The Company issued the Common Shares in full satisfaction of the Deferred Salary.
Rembert de Villa is a “Non-Arm’s Length Party” (as such term is defined under the policies of the TSX Venture Exchange (the “TSXV“)) of the Company and the issuance of the Common Shares to Mr. de Villa constitutes a related party transaction as defined under MI 61-101. Such transaction is exempt from the formal valuation and minority shareholder approval requirements of MI 61-101 as neither the fair market value of the Common Shares issued to the interested party, nor the Deferred Salary owed to such interested party, exceed 25% of the Company’s market capitalization.
All Common Shares issued pursuant to the settlement of the Deferred Salaries are subject to a hold period of four months plus a day from the date of issuance of the Common Shares in accordance with applicable securities legislation and the polices of the TSXV.
Shares for Services
As previously disclosed by the Company, the Company entered into an arm’s length consulting agreement dated June 1, 2022 (the “Consulting Agreement“), pursuant to which a consultant shall provide certain work in the IT and operations area of the Company as directed by the Chief Executive Officer of the Company. As part of the consideration payable by the Company under the Consulting Agreement, the Company has agreed to issue that number of Common Shares equal to USD$2,500 per month, to be issued on a quarterly or semi-annual basis and pursuant to the policies of the TSXV.
For services rendered under the Consulting Agreement between the period of October 1, 2022 to December 31, 2022, the Company issued 84,877 Common Shares at a deemed price of CAD$0.12 per Common Share.

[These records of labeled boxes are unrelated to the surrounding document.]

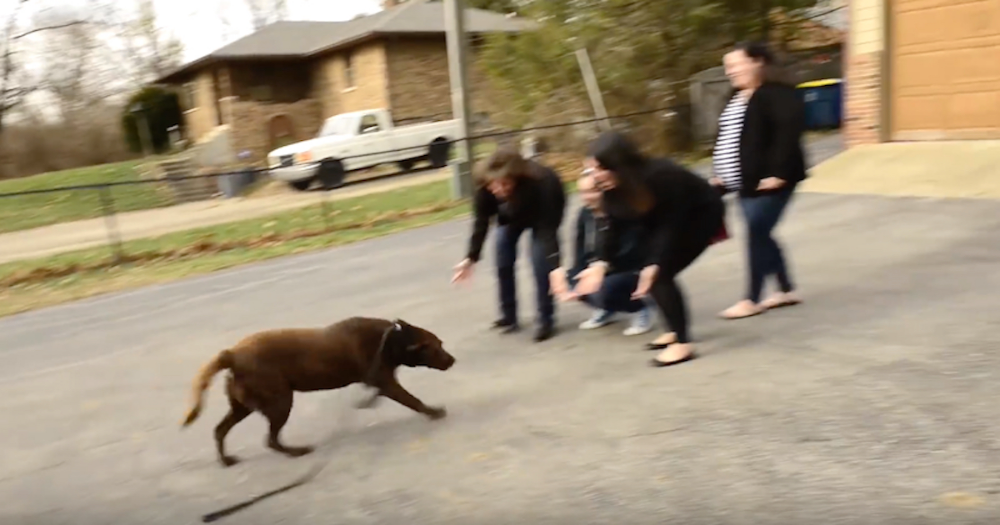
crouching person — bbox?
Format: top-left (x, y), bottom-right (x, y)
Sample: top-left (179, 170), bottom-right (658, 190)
top-left (550, 172), bottom-right (652, 335)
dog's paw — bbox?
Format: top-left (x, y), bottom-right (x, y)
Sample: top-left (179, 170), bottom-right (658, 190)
top-left (426, 407), bottom-right (448, 421)
top-left (288, 447), bottom-right (313, 458)
top-left (354, 395), bottom-right (378, 410)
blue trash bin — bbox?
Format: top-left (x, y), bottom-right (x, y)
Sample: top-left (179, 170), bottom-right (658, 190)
top-left (798, 78), bottom-right (844, 130)
top-left (218, 170), bottom-right (257, 199)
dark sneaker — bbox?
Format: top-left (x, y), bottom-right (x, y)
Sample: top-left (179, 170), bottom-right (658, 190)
top-left (491, 319), bottom-right (520, 334)
top-left (535, 325), bottom-right (556, 343)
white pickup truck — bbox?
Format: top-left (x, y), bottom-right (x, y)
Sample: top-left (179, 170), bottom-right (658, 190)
top-left (267, 109), bottom-right (459, 191)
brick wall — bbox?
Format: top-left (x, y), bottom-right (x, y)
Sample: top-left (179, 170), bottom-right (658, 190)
top-left (844, 0), bottom-right (886, 147)
top-left (226, 99), bottom-right (323, 163)
top-left (184, 69), bottom-right (217, 142)
top-left (311, 42), bottom-right (389, 119)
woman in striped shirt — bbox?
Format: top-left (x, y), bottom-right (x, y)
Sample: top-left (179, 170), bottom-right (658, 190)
top-left (711, 44), bottom-right (806, 319)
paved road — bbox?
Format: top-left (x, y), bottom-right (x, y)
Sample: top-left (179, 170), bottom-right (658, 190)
top-left (0, 170), bottom-right (1000, 525)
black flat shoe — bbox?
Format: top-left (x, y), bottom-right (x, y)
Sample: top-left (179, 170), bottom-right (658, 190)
top-left (490, 319), bottom-right (518, 334)
top-left (534, 326), bottom-right (556, 343)
top-left (649, 352), bottom-right (696, 368)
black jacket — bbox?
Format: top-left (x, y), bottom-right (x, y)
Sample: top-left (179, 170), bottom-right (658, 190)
top-left (600, 159), bottom-right (725, 266)
top-left (568, 206), bottom-right (645, 279)
top-left (733, 83), bottom-right (806, 197)
top-left (467, 161), bottom-right (566, 268)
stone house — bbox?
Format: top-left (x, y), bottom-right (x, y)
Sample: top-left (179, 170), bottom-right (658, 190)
top-left (156, 0), bottom-right (529, 162)
top-left (844, 0), bottom-right (1000, 145)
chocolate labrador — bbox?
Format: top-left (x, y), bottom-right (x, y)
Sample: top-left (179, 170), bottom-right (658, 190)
top-left (182, 317), bottom-right (455, 467)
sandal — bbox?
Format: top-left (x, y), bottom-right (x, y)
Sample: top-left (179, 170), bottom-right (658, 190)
top-left (719, 300), bottom-right (767, 321)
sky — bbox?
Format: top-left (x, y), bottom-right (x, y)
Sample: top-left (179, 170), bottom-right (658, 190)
top-left (155, 0), bottom-right (380, 62)
top-left (0, 0), bottom-right (381, 62)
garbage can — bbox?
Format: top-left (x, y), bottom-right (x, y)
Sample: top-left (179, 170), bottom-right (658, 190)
top-left (798, 78), bottom-right (843, 130)
top-left (219, 170), bottom-right (257, 199)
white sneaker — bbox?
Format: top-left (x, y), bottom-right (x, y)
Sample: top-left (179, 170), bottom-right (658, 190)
top-left (580, 310), bottom-right (614, 330)
top-left (622, 308), bottom-right (653, 336)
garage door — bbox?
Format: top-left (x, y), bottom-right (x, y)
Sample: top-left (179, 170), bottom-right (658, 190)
top-left (887, 0), bottom-right (1000, 140)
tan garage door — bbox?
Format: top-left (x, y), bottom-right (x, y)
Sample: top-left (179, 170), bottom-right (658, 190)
top-left (887, 0), bottom-right (1000, 140)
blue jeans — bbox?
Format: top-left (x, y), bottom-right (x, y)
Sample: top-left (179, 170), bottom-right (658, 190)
top-left (496, 226), bottom-right (555, 326)
top-left (740, 188), bottom-right (794, 303)
top-left (570, 272), bottom-right (646, 314)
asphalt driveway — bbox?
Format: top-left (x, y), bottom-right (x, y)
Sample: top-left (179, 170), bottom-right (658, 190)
top-left (0, 175), bottom-right (1000, 525)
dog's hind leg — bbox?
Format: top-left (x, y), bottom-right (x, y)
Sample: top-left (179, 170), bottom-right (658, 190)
top-left (380, 379), bottom-right (447, 419)
top-left (215, 377), bottom-right (253, 467)
top-left (260, 392), bottom-right (313, 457)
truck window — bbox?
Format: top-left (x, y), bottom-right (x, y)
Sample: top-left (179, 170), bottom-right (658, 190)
top-left (319, 115), bottom-right (351, 137)
top-left (358, 113), bottom-right (382, 135)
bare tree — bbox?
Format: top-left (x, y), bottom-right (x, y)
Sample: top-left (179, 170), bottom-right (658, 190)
top-left (0, 0), bottom-right (85, 137)
top-left (113, 0), bottom-right (184, 88)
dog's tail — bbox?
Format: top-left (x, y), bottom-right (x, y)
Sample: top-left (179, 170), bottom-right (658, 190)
top-left (181, 350), bottom-right (233, 427)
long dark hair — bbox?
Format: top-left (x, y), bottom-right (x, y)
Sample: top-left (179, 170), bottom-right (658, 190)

All Common Shares issued pursuant to the Consulting Agreement are subject to a hold period of four months plus a day from the date of issuance of the Common Shares in accordance with applicable securities legislation and the polices of the TSXV.
Warrant Repricing
Further to its news release dated February 10, 2023, the Company intends to reduce the exercise price of 2,491,131 common share purchase warrants (the “Warrants“) issued on September 14, 2022 pursuant to the closing of a non-brokered private placement of units of the Company (for further details on such private placement see the Company’s news release dated on September 14, 2022). CareSpan will lower the exercise price of the Warrants from $0.40 to $0.17 per Warrant Share (the “Warrant Repricing“), in accordance with the policies of the TSX Venture Exchange (the “TSXV“) and subject to approval from the TSXV. No Warrants have been exercised to date.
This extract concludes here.